そんな中、MEGADETHの楽曲に数字タイトルが多いことが分かった。1990年作『Rust In Peace』収録の”Hanger 18”を筆頭に、”99 Ways To Die”(1995年『Hidden Treasures』収録)、1999年作『Risk』収録の”Seven”、2009年『ENDGAME』収録の”1320”、”44minutes”、2011年作『TH1RT3EN』収録の”Public Enemy No.1”、”13”などがある。デイヴ・ムステインのサイド・プロジェクト、MD.45もまた数字が使用されており、”インテレクチュアル・スラッシュ”提唱者だけに、数字がよく似合うのであった。ドン臭い文系の小生は、几帳面でスマートなイメージの”理数系”に憧れを抱くようにMEGADETHの楽曲に酔いしれているのかもしれない。
・MOTÖRHEAD"1916"
1916年、第1次世界大戦におけるフランスでの会戦「ソンムの戦い」が題材。
・RUSH"2112"
西暦2112年、ひとりの若者がギターを再発見した物語。
・SAXON"747"
1965年に起きた"ニューヨーク大停電"により、ボーイング747が着陸出来なかったエピソード。
・SLAYER"213"
全米を震撼させた殺人鬼・ジェフリー・ダーマーが住んでいた「オックスフォード・アパートメント213号室」。
・VAN HALEN"5150"
精神障害者の措置入院手続きを定めた、カリフォルニア州法のポリスコード
・QUEEN"39"
××39年、宇宙を1年間旅した主人公が、地球に戻ると100年が経っていたという、"相対性理論"を彷彿とさせる物語。
・MEGADETH"1320"
アメリカ発祥のカーレース「ドラッグレース」のスタートからゴールまでの距離、1,320フィート(1/4マイル)

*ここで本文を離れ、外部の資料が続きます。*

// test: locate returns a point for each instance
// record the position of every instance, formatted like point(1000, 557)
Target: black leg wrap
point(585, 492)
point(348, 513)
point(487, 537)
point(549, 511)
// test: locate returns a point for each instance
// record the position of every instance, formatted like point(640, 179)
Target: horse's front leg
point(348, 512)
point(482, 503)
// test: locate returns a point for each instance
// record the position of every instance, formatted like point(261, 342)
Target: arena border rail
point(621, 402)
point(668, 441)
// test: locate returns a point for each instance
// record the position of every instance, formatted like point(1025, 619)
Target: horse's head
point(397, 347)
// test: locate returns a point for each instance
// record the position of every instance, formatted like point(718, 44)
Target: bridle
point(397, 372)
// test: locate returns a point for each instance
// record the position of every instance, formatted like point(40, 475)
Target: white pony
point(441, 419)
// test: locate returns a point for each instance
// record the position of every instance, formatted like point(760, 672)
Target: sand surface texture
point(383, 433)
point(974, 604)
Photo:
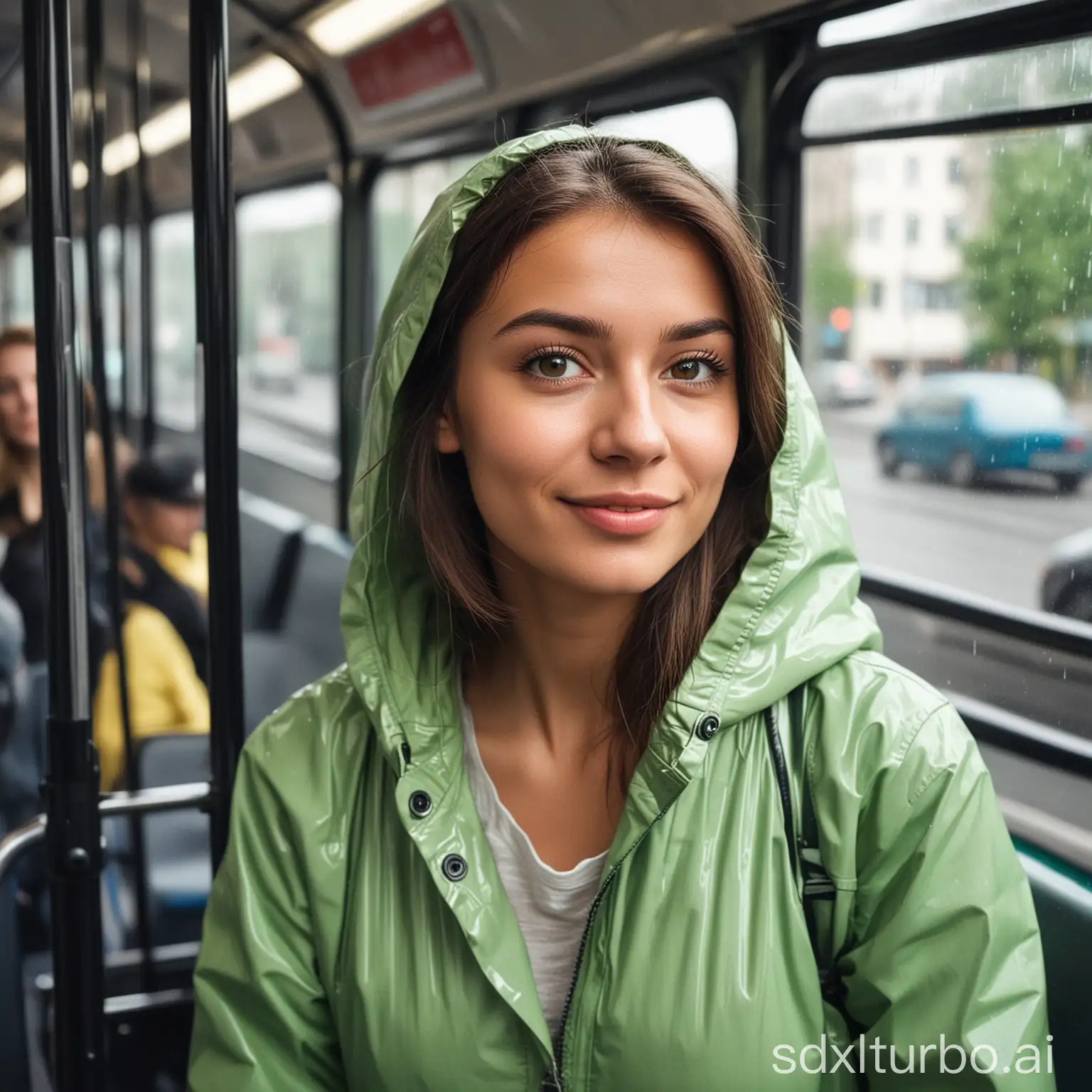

歌詞に込められた世界観、制作意図などが潜む数々の数字メタルナンバー。もしかすると、かつて夏の風物詩であった伊藤政則氏認定の『HM王座決定戦』で、数字タイトルについてのお題があったかもしれない。

こんな数字タイトルにちんぷんかんぷんの自分だが、これだけは知っている。『HM王座決定戦』が開催されていた五反田TOCビルの地下にある「食事処 志野」の豚肉七味炒め、”ニクシチ”は美味いということを。